小さな矛盾は見逃してください。大きな矛盾は許してください。

 

 

歴史的事件を判例風に言い換えるシリーズ

 

 

方広寺鐘銘事件(評定所慶19・7)」

 

・・・本件において大御所の諱が分断され、鐘に刻まれたその一件を以てただちに豊臣家に大御所呪詛の企みありとすることは妥当ではない。しかしながら近年豊臣家が急速に軍備を進めている事、秀頼・淀両親子の反抗的な振る舞いが、本件と無関係であると断ずることは出来ない。そもそも豊臣家とは、先の関白豊臣秀吉公以来公家の頂点に立つ摂家としての責任が頑として存在するのであり、その運営には、一般的な武家よりも高度な責任が伴うものだと解される。これらの事情から考えるに、実際に文字を刻んだ僧甲に過失責任が認められることは勿論、豊臣家にも管理者責任が問われると解するのが妥当である・・・

 

 

「徳政令事件(問注所永5・3)」

 

・・・本法の目的とするところは、弘安の役によって疲弊した御家人の救済である。我が国の政治体制が京の帝とは別に武権の長としての将軍家を統治者として設置し、その支配体制として御家人体制というものが頼朝公以来根付いているという客観的事実に照らせば、当該御家人の疲弊が正当な職務の実行の結果であることに疑いの無い以上、本法の定めるところの「以前の怙却の分に至りては、本主領掌せしむべし」の一文によって生じる農民若しくは商人又はその他の非御家人身分の者が受ける負担は、御家人体制の元当然受忍すべき義務であると解され、原告の主張するような重大かつ明白な違法が存在するとは言えない。

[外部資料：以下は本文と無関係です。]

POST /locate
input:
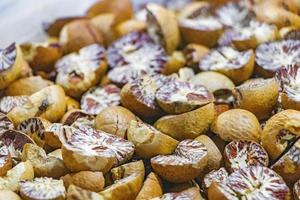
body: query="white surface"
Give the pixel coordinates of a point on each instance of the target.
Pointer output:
(21, 20)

そもそも本法の定める三か条は、それによらないと御家人体制が崩壊するという極めて高度な政治的判断によって成立した物であり、そのような法を判断する事は、問注所の争う所ではない・・・

 

 

「昌泰の変(太政官昌4・1)」

 

・・・右大臣(以後甲)の受けた大宰員外師の職を極めて不当な左遷であるとして提訴した本件において、甲に明らかな過失は存在せず、また甲に大宰員外師を与える事による政治的必要性も存在しない事から、本件は不当な人事であると解される。尤も、本件が左大臣の意を酌んだか否かを問わず、最終判断を下したのが君であるという事情に照らせば、朝臣の人事に関しては君の広汎な裁量権に任されているものであるのであり、本件のような君の政治的判断による懲罰又は懲戒は、その判断が、重要な事実の基礎を欠くか、又は社会通念に照らし著しく妥当性を欠くと認められる場合に限って、裁量権の逸脱又は濫用として違法になるとすべきものと解するのが相当である。